There have been very few ways he has been a “typical” boy. Even though he was not an athlete, he still had the boy smell. He also does not share details of his life like his sister’s do. So many times I find things out via his friends. He may not share or talk much but he sure shows me how much he loves me and the girls. We are all so lucky and we all admit that he is the favorite. (Not that I really have one). He just left today for the end of spring break. Last night, I thanked him for coming home and he told me that I made him. I responded that I did not do that. He told me that by me being here, I did. I sure love that boy and look back now, wonder how and why I was so scared of a boy.

It is funny how some things will trigger me and remind me of how bad things had been. I was at work, walking up 12th Street and there were three cars at the intersection. The first one was turning left onto Main Ave. The traffic on Main doesn’t have a stop sign so it can be a long wait to turn left. The second vehicle was going straight and the third wanted to turn right. This is a small town with relatively little traffic but it has grown a lot over the years. I admit it has not been fun watching it grow over the thirty years I have been here but it goes with the territory. The guy in the third vehicle started screaming and cursing profanities and honking his horn. He couldn’t see that the first vehicle wanted to go left. He was being very impatient and letting himself get super stressed about such a minor thing. When the first car finally was able to turn (maybe ninety seconds), he squealed up to the second car and turned right very quickly and potentially dangerously while revving his engine.
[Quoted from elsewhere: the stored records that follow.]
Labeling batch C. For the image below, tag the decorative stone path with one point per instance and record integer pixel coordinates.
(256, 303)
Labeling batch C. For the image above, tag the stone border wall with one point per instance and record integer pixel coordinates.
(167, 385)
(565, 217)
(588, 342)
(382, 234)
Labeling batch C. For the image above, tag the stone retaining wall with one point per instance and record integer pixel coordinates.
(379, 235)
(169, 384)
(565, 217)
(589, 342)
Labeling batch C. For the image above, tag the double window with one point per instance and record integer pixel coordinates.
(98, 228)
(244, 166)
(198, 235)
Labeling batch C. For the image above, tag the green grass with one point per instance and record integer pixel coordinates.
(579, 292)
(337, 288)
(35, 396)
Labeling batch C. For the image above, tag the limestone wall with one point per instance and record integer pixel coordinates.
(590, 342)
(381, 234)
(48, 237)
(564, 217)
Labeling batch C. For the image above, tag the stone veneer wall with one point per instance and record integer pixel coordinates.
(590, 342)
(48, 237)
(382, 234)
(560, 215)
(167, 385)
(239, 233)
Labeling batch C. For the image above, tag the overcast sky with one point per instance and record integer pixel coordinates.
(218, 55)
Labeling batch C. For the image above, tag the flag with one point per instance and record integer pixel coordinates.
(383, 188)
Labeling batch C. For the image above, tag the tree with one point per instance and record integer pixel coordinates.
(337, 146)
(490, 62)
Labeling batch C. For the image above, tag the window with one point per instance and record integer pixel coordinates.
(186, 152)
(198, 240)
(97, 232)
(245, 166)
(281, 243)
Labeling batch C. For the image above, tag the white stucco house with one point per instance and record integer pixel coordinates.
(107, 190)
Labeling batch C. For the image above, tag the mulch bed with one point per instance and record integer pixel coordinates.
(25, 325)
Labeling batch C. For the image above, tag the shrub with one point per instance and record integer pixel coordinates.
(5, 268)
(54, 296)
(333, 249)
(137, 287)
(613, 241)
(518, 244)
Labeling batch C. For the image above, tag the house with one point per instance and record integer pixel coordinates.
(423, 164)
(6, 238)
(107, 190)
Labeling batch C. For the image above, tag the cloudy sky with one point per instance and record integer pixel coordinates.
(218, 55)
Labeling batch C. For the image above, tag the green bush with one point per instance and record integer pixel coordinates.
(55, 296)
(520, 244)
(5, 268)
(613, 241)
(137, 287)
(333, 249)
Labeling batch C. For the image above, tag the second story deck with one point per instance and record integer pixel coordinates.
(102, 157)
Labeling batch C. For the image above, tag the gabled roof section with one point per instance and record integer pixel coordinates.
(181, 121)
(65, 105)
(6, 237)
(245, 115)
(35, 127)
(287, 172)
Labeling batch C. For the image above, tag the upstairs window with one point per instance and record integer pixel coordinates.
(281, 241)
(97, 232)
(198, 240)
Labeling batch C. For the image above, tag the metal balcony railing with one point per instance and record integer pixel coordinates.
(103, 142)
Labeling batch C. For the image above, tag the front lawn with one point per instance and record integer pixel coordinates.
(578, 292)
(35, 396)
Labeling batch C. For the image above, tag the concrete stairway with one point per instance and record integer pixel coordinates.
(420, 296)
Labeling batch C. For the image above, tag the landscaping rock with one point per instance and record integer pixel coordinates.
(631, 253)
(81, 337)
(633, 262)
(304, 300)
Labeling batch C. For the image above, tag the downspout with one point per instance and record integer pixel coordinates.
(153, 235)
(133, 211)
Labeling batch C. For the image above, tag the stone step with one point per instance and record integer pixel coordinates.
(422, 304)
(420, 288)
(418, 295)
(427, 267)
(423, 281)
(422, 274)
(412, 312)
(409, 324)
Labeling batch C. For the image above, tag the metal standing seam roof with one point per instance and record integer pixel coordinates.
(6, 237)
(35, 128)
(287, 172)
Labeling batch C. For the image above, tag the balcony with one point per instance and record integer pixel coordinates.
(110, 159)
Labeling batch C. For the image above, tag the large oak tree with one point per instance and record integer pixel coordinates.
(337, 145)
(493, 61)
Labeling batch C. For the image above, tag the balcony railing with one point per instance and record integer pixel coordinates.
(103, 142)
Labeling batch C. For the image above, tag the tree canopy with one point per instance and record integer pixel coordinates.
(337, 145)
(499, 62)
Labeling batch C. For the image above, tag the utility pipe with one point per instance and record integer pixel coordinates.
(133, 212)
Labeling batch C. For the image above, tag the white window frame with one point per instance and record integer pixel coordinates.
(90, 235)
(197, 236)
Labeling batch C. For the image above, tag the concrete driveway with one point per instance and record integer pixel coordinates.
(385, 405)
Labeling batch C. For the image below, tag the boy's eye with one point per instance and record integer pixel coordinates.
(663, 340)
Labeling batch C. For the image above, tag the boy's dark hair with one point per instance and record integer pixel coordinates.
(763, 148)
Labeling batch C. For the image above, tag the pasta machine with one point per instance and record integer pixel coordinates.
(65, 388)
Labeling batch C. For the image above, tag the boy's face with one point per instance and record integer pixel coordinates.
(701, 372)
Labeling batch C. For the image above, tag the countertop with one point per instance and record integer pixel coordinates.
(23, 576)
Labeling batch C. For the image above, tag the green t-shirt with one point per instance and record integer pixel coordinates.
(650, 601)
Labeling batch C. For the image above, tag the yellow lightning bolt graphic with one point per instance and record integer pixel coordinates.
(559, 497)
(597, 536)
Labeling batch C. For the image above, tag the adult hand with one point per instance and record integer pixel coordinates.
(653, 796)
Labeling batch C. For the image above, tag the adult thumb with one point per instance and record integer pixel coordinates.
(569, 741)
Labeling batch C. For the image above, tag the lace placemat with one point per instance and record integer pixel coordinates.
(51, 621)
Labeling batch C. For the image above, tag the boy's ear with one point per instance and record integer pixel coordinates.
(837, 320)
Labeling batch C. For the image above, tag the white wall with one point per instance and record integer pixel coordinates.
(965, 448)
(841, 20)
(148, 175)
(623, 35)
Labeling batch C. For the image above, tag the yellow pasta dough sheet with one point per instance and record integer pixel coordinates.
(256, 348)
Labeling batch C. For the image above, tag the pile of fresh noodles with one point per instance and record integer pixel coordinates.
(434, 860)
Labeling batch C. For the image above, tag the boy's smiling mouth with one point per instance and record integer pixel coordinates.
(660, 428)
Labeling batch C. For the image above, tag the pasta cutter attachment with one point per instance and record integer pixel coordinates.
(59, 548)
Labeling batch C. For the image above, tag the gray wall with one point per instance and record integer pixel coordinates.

I immediately thought to myself how glad I was to not be with someone like that anymore. The ex-husband used to get such horrible road rage. There were times I was afraid that he might even get us shot or hurt. He would flip people off on the highways in the city, cut people off, tailgate on purpose if someone cut us off. You never know when someone might pull a gun. If I said anything to him, he would then yell at me. I was often very nervous in the car with him. The stress and tension in the car was always so bad from that moment on. It was bad for all of our health. Stress increases inflammation which increases pain, diabetes, and so many other health issues. He was slowly killing us all.

I will never put up with that from someone again. It was one of the many ways I was mentally abused and controlled by him. He had a nasty temper that I was afraid to set off. he never physically hurt me but I was scared of him and so were the kids. I wish I could say that he never laid a hand on them. He never beat them but kids should not be scared of their parents.

About the man in this story, I feel bad for him (and the ex). Life is too short to get so upset over such insignificant things. His blood pressure was up, I am sure. His behavior was bad for his health. Luckily, there was no one else in the car and I am sure I was the only one that heard his language. I was the only other one really affected and it made me feel grateful that I no longer have that kind of stress in my life.